Dall’11 dicembre sono online – sul sito dell’Agenzia delle Entrate –  le bozze dei modelli Iva 2014 e Iva base 2014. L’idea sarebbe quella di semplificare i nuovi modelli e recepire le novità legislative – in primis ovviamente il cambiamento delle aliquote, con quella ordinaria passata dal 21 al 22% il 1 ottobre dell’anno in corso.

La nuova aliquota viene indicata al rigo VE23. Questa è solo una delle modifiche previste per il quadro VE (quello della determinazione del volume d’affari e della imposta relativa alle operazioni imponibili) a causa delle nuove norme. Come le operazioni non soggette all’imposta – che comunque dal primo gennaio di quest’anno concorrono a stabilire il volume d’affari.

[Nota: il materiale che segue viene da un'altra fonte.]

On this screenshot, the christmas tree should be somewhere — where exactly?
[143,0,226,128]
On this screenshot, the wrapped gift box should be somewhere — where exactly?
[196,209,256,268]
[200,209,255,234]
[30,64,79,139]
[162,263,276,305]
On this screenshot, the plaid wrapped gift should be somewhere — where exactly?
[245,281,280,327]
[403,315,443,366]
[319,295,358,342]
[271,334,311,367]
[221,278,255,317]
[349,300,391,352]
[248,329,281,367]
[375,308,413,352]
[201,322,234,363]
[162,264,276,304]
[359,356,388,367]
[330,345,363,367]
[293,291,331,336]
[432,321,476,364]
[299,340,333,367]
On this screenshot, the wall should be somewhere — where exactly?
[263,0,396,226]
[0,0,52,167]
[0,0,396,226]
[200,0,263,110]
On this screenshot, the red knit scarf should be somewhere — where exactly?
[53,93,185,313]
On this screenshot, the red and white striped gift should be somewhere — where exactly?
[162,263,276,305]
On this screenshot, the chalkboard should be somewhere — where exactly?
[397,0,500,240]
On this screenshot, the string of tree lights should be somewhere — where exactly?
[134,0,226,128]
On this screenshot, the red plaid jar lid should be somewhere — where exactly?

Nel quadro VF (relativo alle operazioni passive e all’Iva ammessa in detrazione) non ci sono più i campi relativi all’imposta differita, che è stata cancellata dal primo dicembre dell’anno passato, mentre nel quadro VO c’è una casella in più perché la Croazia è entrata nell’Unione Europea il primo luglio di quest’anno – oltre a questo si deve rilevare l’eliminazione di alcune opzioni che le società agricole non hanno più.

Questi nuovi modelli mandano in pensione il 26Lp, questo modello veniva utilizzato per effettuare il riepilogo di liquidazioni periodiche compiute dalle società partecipanti ad una liquidazione Iva di gruppo, ora possono confluire nelle dichiarazioni Iva presentato dalle società controllate o dalla controllante.